Taruhan yang Salah di Waktu yang Salah
Stellantis secara agresif menerapkan strategi EV-first, namun ternyata pasarnya belum siap. Banyak model EV yang dibatalkan secara langsung (seperti Ram 1500 yang sepenuhnya elektrik) atau gagal mendapatkan daya tarik meskipun sudah tersedia. Perusahaan tersebut mengakui bahwa mereka terlalu cepat mendorong kendaraan listrik dan salah menilai laju adopsi konsumen.

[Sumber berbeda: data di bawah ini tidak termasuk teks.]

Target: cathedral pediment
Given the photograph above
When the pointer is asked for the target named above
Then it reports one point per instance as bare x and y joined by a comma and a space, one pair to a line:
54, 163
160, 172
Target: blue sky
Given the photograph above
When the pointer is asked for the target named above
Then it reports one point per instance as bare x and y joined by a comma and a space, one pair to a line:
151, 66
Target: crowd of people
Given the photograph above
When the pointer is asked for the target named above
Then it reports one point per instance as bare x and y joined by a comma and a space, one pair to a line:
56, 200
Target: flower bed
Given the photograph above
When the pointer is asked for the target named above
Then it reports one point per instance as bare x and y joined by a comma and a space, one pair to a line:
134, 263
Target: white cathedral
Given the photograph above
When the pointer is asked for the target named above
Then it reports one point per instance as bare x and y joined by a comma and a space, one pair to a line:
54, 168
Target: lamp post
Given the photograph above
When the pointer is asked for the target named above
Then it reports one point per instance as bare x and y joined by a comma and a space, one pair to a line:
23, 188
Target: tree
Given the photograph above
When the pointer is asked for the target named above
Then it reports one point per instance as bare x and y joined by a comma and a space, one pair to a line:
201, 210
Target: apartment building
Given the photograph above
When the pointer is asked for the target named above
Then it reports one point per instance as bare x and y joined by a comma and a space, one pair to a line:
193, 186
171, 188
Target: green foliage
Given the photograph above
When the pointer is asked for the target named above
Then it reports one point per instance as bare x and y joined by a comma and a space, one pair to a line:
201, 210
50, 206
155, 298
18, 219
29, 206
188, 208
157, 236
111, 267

Ini bukan sekadar masalah lambatnya penjualan. Kerugian ini berasal dari berbagai faktor: biaya rantai pasokan kendaraan listrik yang meningkat, proyeksi garansi yang direvisi, dan pengurangan tenaga kerja yang signifikan (khususnya di Italia) yang memerlukan pembayaran pesangon dalam jumlah besar. Kesalahan langkah tersebut memaksa Stellantis untuk mengevaluasi kembali pendekatannya, mengalihkan investasi kembali ke mesin pembakaran internal (ICE) tradisional sambil tetap menawarkan opsi hibrida dan listrik.
Realitas Pasar
Perjuangan perusahaan menyoroti tren utama: konsumen masih menghargai pilihan. Meskipun penjualan kendaraan listrik meningkat, permintaan tersebut belum melampaui permintaan ICE. Penawaran EV Stellantis sendiri tidak membantu. Fiat 500e, Dodge Charger Daytona, dan Jeep Wagoneer S semuanya menerima kritikan dan penerimaan konsumen yang buruk. Bahkan di Eropa, di mana adopsi kendaraan listrik lebih tinggi, model Stellantis seperti Citroen e-C3 dan Peugeot e-208 tertinggal dibandingkan pesaing seperti Renault.
CEO Antonio Filosa mengakui kesalahan perhitungan tersebut: “Hasilnya mencerminkan dampak yang ditimbulkan karena terlalu melebih-lebihkan laju transisi energi….” Pengakuan jujur ini menggarisbawahi risiko mempertaruhkan masa depan yang belum sepenuhnya terwujud.
Pergeseran Kembali ke Realita
Stellantis kini berputar. Paruh kedua tahun 2025 mengalami peningkatan pendapatan sebesar 10% dan pengiriman meningkat sebesar 11%, sebagian besar didorong oleh revitalisasi merek intinya: Ram dan Jeep. Pengenalan kembali Hemi V8 pada truk Ram dan pemotongan harga untuk model Jeep terbukti jauh lebih efektif dibandingkan mendorong kendaraan listrik yang tidak kompetitif.
Perusahaan juga menyesuaikan strategi kendaraan listriknya, dengan fokus pada model hibrida dan memastikan kendaraan listrik masa depan menonjol dalam persaingan. Keputusan untuk menggunakan kembali mesin pembakaran pada Fiat 500 (sebelumnya hanya menggunakan listrik) merupakan simbol dari perubahan ini.
Pengalaman Stellantis menjadi sebuah kisah peringatan: transisi ke kendaraan listrik memerlukan pendekatan yang terukur, didasarkan pada permintaan konsumen yang realistis, bukan angan-angan saja. Perusahaan kini fokus untuk menutup “kesenjangan eksekusi” dan memulihkan profitabilitas, yang membuktikan bahwa terkadang, jalan menuju masa depan memerlukan jalan memutar untuk kembali ke masa kini.